Predicting Titanic passenger survival using tidymodels
By Niels van der Velden in reticulate R Python Machine Learning
February 23, 2022
Titanic survival prediction using Tidymodels and the Tidyverse
In this notebook I use the
tidyverse package to predict passenger survival on the Titanic. I define some new features that were mostly based on the titanic-using-name-only
notebook from Chris Deotte. I then fit an xgboost
model on the data to predict survival and tune the model in Python using the optuna
package. The final model achieves a score of 0.811 which places it in the top 2%.
Required packages
#Load all libraries
#Load packages
library(tidyverse)
library(tidymodels)
library(xgboost)
library(reticulate)
Loading the data
I downloaded the test and train data from Kaggle. After loading of the data I added an extra “id” column such that the data can be easily separated again into “train” and “test” after the feature engineering.

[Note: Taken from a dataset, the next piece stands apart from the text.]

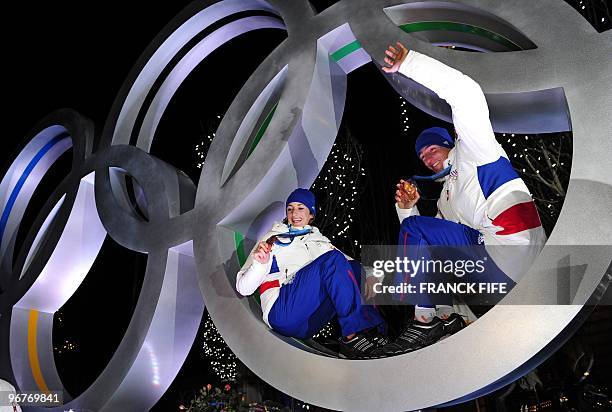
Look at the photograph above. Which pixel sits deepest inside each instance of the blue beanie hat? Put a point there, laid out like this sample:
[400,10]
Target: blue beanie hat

train <- read.csv('train.csv')
test <- read.csv('test.csv')
#Replace empty strings "" with NA
test[test==""] <- NA
#Combind data
data_all = bind_rows(list("train" = train, "test" = test), .id = "id")
data_all[data_all==""] <- NA
glimpse(data_all)
## Rows: 1,309
## Columns: 13
## $ id <chr> "train", "train", "train", "train", "train", "train", "tra~
## $ PassengerId <int> 1, 2, 3, 4, 5, 6, 7, 8, 9, 10, 11, 12, 13, 14, 15, 16, 17,~
## $ Survived <int> 0, 1, 1, 1, 0, 0, 0, 0, 1, 1, 1, 1, 0, 0, 0, 1, 0, 1, 0, 1~
## $ Pclass <int> 3, 1, 3, 1, 3, 3, 1, 3, 3, 2, 3, 1, 3, 3, 3, 2, 3, 2, 3, 3~
## $ Name <chr> "Braund, Mr. Owen Harris", "Cumings, Mrs. John Bradley (Fl~
## $ Sex <chr> "male", "female", "female", "female", "male", "male", "mal~
## $ Age <dbl> 22, 38, 26, 35, 35, NA, 54, 2, 27, 14, 4, 58, 20, 39, 14, ~
## $ SibSp <int> 1, 1, 0, 1, 0, 0, 0, 3, 0, 1, 1, 0, 0, 1, 0, 0, 4, 0, 1, 0~
## $ Parch <int> 0, 0, 0, 0, 0, 0, 0, 1, 2, 0, 1, 0, 0, 5, 0, 0, 1, 0, 0, 0~
## $ Ticket <chr> "A/5 21171", "PC 17599", "STON/O2. 3101282", "113803", "37~
## $ Fare <dbl> 7.2500, 71.2833, 7.9250, 53.1000, 8.0500, 8.4583, 51.8625,~
## $ Cabin <chr> NA, "C85", NA, "C123", NA, NA, "E46", NA, NA, NA, "G6", "C~
## $ Embarked <chr> "S", "C", "S", "S", "S", "Q", "S", "S", "S", "C", "S", "S"~
Feature engineering
The following features are added:
- Title: The title is extracted from the Name of each passenger and classified into “Man”, “Female” or “Boy”.
- FamilySize: Siblings/Spouses (SibSp) + Parents/Children (Parch) + 1.
- GroupID: First 4 digits of the Ticket + FarePrice.
- GroupSize: Count of each groupID.
- TicketFreq: How often a Ticket occurs.
- manGroupes_survived/died: Man is part of group of man traveling together who all survived/died.
- femaleGroupes_survived/died: Female is part of group of females traveling together who all survived/died.
- boyFemaleGroupes_survived/died: Boy is part of a group of boys/females traveling together who all survived/died.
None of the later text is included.